“How many statisticians does it take to ensure at least a 50% chance of a disagreement about p-values?”
So questions George Cobb of Mt. Holyoke College in his commentary on the ASA’s 7th March ‘Statement on P Values: context, process and purpose’
The association took the unprecedented step of publishing the statement following a long litany of criticism of misuse of the P value. This included the decision last year by Journal of Basic and Applied Social Pyschology to restrict the publication of papers where hypothesis testing is used for analysis.
The 6 principles in the statement were summarized as :
P-values can indicate how incompatible the data are with a specified statistical model.
P-values do not measure the probability that the studied hypothesis is true, or the probability that the data were produced by random chance alone.
Scientific conclusions and business or policy decisions should not be based only on whether a p-value passes a specific threshold.
Proper inference requires full reporting and transparency.
A p-value, or statistical significance, does not measure the size of an effect or the importance of a result.
By itself, a p-value does not provide a good measure of evidence regarding a model or hypothesis.
Of course, this is not a new topic for statisticians who have been debating the issue for decades. It’s new though, that the ASA have formally spoken out, and importantly brought together a concise piece of guidance of this kind.
The ASA statement also includes 20 commentaries by eminent discussants, which are well worth taking the time to read.
One compelling argument is made by Professor Donald Berry of The University of Texas M.D. Anderson Cancer Center. He comments that ‘More important than the credibility of our discipline is the impact that misuse and misinterpretation of statistical significance and p-values has on science and society. Patients with serious diseases have been harmed. Researchers have chased wild geese, finding too often that statistically significant conclusions could not be reproduced. The economic impacts of faulty statistical conclusions are great.’
Berry also goes on to contextualize the difficulties of communicating and discussing statistical significance within drug development.

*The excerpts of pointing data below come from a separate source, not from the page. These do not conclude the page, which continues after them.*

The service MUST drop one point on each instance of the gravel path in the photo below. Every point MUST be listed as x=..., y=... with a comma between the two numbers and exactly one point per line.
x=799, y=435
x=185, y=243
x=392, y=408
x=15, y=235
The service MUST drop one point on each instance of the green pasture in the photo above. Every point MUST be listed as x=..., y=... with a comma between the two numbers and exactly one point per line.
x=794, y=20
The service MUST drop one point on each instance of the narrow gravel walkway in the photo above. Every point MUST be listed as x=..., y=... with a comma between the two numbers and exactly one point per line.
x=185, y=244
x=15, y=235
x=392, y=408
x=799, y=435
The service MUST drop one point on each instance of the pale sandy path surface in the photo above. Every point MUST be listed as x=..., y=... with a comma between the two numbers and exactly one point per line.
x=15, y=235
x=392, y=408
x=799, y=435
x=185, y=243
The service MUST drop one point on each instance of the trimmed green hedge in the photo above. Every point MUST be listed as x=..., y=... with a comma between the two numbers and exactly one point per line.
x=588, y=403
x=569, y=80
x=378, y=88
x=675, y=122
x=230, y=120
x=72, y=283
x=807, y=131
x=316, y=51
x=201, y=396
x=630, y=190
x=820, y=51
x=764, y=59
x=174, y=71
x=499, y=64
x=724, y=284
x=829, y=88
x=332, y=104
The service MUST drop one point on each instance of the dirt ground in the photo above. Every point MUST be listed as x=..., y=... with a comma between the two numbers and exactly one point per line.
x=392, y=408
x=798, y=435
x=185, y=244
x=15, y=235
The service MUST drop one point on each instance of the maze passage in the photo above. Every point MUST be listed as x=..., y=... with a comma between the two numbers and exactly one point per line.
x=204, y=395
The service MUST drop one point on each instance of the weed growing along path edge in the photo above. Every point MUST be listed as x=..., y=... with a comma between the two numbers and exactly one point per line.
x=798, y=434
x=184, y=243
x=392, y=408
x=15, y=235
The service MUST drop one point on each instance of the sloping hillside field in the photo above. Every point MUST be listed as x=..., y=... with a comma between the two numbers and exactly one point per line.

In his response, Stephen Senn urges caution. He notes that ‘inferences will be all the better for recognizing their limitations but will be worse if we attempt to replace them rather than supplement them.’ Yoav Benjamani of Tel Aviv University argues that the P value is unfairly singled out, saying that ‘ The well-‐phrased statement demonstrates our mistake in singling out the p value: posing the P value as a culprit, rather than the way most statistical tools are used in the modern world of industrialized science.’ He goes on to say that the P value offers ‘a first line of defense’ against being 'fooled by randomness', allowing researchers to separate 'signal from noise'. He argues that the P value should be complemented (rather than replaced) with confidence intervals and effect size estimates.
One area which many agreed on is that proper education is fundamental to addressing the issues moving forward. This holds true within statistical discipline itself, and in how statisticial principles are communicated to non-statisticians. To that end, the ASA are urging their members spread the word throughout their networks- to 'users of statistics' as well as to statisticians.